Wissenschaftsgesetz (WissG NRW): Zustimmung

Audiomitschnitt der Rede von Joachim Paul als Download

Videomitschnitt der kompletten Debatte (die Rede von Joachim Paul ab ca. 41:40 m) :

Protokoll der Rede von Joachim Paul

Präsidentin Carina Gödecke: Danke, Frau Kollegin Freimuth.  Für die Piraten spricht Herr Dr. Paul.
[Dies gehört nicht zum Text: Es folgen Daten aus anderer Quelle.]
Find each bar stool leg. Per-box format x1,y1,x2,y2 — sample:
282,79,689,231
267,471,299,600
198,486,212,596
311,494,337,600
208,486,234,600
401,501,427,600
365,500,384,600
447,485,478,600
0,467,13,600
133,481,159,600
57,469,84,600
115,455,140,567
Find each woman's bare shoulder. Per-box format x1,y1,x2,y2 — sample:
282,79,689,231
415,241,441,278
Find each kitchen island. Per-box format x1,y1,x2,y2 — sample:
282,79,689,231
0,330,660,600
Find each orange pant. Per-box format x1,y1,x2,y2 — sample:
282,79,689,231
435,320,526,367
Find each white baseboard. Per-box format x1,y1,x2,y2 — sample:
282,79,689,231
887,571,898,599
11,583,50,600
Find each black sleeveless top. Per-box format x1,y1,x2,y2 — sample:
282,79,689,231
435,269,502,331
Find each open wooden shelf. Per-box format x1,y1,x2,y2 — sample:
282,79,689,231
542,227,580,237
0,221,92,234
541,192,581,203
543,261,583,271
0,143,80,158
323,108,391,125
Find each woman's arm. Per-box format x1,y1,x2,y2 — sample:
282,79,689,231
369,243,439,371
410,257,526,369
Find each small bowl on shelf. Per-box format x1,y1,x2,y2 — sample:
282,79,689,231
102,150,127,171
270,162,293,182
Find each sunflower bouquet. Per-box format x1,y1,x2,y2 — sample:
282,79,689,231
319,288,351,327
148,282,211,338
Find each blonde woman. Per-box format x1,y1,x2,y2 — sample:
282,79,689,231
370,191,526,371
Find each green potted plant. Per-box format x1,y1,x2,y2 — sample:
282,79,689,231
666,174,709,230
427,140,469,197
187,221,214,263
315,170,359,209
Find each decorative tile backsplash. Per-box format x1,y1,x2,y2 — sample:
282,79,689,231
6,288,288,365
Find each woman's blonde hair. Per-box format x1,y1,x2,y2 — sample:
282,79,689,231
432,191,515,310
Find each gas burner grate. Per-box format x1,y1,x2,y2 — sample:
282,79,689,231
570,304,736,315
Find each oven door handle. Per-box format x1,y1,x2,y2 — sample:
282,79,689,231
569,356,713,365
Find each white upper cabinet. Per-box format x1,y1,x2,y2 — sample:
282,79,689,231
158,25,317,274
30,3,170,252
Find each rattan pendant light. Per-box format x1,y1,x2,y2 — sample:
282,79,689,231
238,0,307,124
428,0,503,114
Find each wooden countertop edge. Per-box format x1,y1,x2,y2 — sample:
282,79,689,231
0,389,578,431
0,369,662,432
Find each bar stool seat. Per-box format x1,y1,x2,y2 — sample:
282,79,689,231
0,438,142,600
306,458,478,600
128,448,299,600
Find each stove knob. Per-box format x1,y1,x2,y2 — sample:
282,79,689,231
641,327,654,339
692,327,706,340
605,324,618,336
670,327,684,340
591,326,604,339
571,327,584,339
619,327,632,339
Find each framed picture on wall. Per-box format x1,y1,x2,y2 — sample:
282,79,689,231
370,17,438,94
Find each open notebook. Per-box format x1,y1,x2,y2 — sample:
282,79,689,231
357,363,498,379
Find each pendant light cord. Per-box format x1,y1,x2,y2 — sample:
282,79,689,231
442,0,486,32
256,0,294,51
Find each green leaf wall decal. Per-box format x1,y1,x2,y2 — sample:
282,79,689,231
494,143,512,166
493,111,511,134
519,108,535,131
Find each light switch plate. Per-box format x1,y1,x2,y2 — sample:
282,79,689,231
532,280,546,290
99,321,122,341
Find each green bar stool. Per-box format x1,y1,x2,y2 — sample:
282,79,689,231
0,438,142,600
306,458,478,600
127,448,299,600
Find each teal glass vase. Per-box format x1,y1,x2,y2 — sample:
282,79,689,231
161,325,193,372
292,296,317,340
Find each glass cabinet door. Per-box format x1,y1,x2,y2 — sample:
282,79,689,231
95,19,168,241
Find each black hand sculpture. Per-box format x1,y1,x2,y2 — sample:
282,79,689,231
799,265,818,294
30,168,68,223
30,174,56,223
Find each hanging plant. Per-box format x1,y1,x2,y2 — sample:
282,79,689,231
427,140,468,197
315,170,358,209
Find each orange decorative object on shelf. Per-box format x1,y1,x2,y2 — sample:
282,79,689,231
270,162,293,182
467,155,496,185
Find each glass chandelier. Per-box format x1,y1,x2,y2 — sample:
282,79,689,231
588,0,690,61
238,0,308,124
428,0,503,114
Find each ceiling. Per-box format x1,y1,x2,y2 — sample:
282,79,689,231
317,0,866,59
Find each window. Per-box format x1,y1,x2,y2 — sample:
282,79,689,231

Dr. Joachim Paul (PIRATEN): Sehr geehrte Frau Präsidentin! Liebe Kolleginnen und Kollegen! Liebe Zuschauer hier im Raum und zu Hause! Herr Dr. Berger, den Begriff „intellektuelle Defensive“ aus Ihrem Mund zu hören, das war das Sahnehäubchen für meinen Tag.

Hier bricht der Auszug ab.